Wednesday, September 21, 2011

Next Year's Tomatoes

My friend Sharon's grandfather created his own heirloom tomato, and her family has been saving the seeds for many years to keep them going.  I was lucky enough to receive a beautiful tomato and told how to save the seeds for next year.
Sharon's method was simple.  She said to scoop out the seeds and put them on a paper towel to let them dry for a few days. Then seal them in an air-tight container and store in a cool, dry place until you're ready to plant.  Dave's Garden outlines a similar process.

I had to complicate matters by Googling "saving tomato seeds" and reading all about fermenting the tomato seeds first, which isn't necessary, but helps to sort out the bad seeds, and is "good etiquette" if you're planning to trade seeds.  I like the idea of simple, but the fermentation process intrigued me, and didn't seem like much more work. 

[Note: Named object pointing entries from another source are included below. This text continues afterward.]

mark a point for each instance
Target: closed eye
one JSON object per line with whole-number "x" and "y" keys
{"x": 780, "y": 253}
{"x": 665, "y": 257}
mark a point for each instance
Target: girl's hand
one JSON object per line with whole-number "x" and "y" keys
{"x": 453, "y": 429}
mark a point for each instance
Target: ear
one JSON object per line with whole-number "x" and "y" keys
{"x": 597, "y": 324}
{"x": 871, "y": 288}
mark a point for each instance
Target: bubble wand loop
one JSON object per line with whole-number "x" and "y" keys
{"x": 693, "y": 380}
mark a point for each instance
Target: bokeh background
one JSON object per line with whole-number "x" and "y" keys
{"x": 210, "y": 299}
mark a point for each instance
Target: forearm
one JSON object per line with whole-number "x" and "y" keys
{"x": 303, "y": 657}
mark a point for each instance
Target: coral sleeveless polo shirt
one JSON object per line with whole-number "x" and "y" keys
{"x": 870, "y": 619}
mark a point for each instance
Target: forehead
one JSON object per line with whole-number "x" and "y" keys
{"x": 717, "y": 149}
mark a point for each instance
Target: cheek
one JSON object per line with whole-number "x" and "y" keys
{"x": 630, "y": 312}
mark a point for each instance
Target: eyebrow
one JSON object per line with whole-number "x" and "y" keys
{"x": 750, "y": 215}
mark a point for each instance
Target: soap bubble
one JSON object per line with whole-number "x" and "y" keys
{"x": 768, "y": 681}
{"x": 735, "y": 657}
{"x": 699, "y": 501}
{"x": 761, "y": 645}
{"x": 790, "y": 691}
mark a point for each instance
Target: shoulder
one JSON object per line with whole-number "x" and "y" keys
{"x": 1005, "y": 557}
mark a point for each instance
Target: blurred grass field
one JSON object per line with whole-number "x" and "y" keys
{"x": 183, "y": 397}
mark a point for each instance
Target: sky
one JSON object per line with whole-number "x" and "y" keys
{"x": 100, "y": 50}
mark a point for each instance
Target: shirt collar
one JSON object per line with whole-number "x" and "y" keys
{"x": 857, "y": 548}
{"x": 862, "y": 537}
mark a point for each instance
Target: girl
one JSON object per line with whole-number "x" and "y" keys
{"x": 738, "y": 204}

1) I took my very ripe tomato and scooped out the seeds and put them in a jar with 1/4 cup of water.
2. After 3-5 days in a sealed jar, a film and some mold grew on top.
I skimmed the mold/film off the top, and then added some water and stirred.  The good seeds will supposedly sink to the bottom. I carefully poured out the water and bits of pulp, using the spoon to hold back the bunch of seeds.

3. I put the seeds on a paper plate to absorb some of the liquid and help them dry faster. 

4. I put them in an air-tight container (a Ziploc) and stored in a cool dry place (the basement). 

I'm going to do this with one of our Brandywine tomatoes now that they're finally looking healthy and ripe,
and our Black Cherry tomatoes,
because we picked up the plant in Vermont and I didn't see that variety at any of our local gardening centers.  I know they look green here, but even at their ripest, there's still a little green on top.  They are delicious, and look so pretty in a salad with the Sun Gold and Sweet Cherry tomatoes.

Assuming that at least some of these seeds grow to be plants, we can invest in a few new varieties next year.  Do you have a favorite tomato that you've grown?  What else should we try?